The next day at school people did not even recognize me, I mean had no clue who I was, to the point that the girl that sat next to me was going to introduce herself to me because she did not know who I was. People thought I was a new student or something. It was pretty funny. People would just stare at me trying to figure out who I was, or once they knew who I was, if they liked what they saw or if they wished I could put the beard back on to cover up my radio face.

Not only did I have the whole clean face to deal with I had a wonderful moment that was classic. During the quiz I went up to ask Leroy a question and came back to my seat at the very front of the classroom and when I sat down I snapped the chair in half and ended up on the floor. Nice. Great move. The funny thing is that it happened when a lot people still did not know who I was so the look on their faces was pretty funny.

At lunch I went home to change into my suit so I could leave early from class and head directly over to my interview, and when I showed up in that it really threw people off. One girl asked if I was in the witness protection program.

The interview was in a hotel room, in an actual hotel room, with two people sitting behind a table reading me questions from a government standardized test booklet and writing down my answers. The questions were about my past and future and consisted of enormously broad, undefined questions that I was expected to answer in about two sentences. It felt more like some kind of psychological evaluation than an interview for a scholarship, who knows, maybe it was. I was so tired and sleepy that I had a hard time concentrating but managed to make it through. I have no idea how I did, none whatsoever.

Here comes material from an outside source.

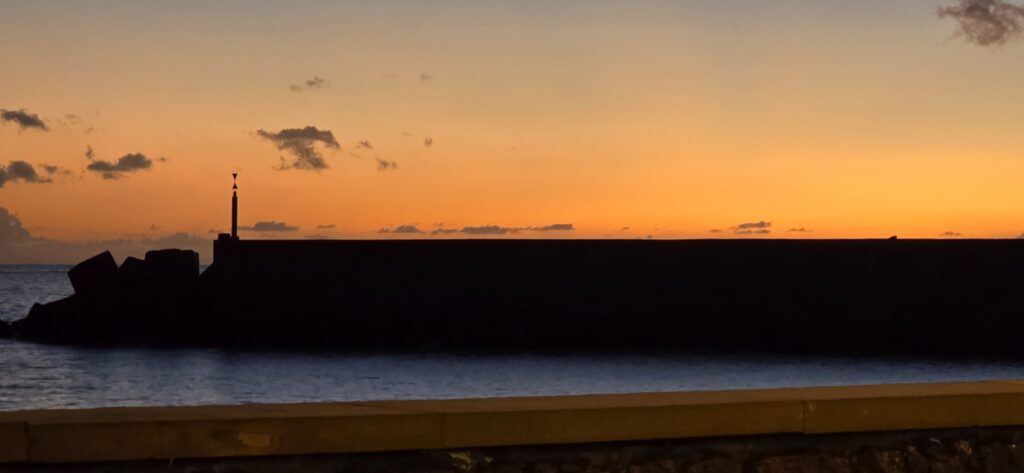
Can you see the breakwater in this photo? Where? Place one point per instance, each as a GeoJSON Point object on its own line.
{"type": "Point", "coordinates": [956, 427]}
{"type": "Point", "coordinates": [861, 297]}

I find out some time in mid-July to August if I got awarded it or not. We shall see.

So that was my couple days leading up to and involving my interview, and the loss of my beard. What an experience.

2 comments:

Anonymous said...

Beth and I are wiping tears from our eyes here in Benton, Arkansas from laughing so hard. Berated by a barber. Radio face. BROKE the chair??? ROTFLOL.

/kevin

Anonymous said...

If she trusted you that much with her ailments just think how trusted you will be as a PA in a normal setting! That was too funny. What a great study of people!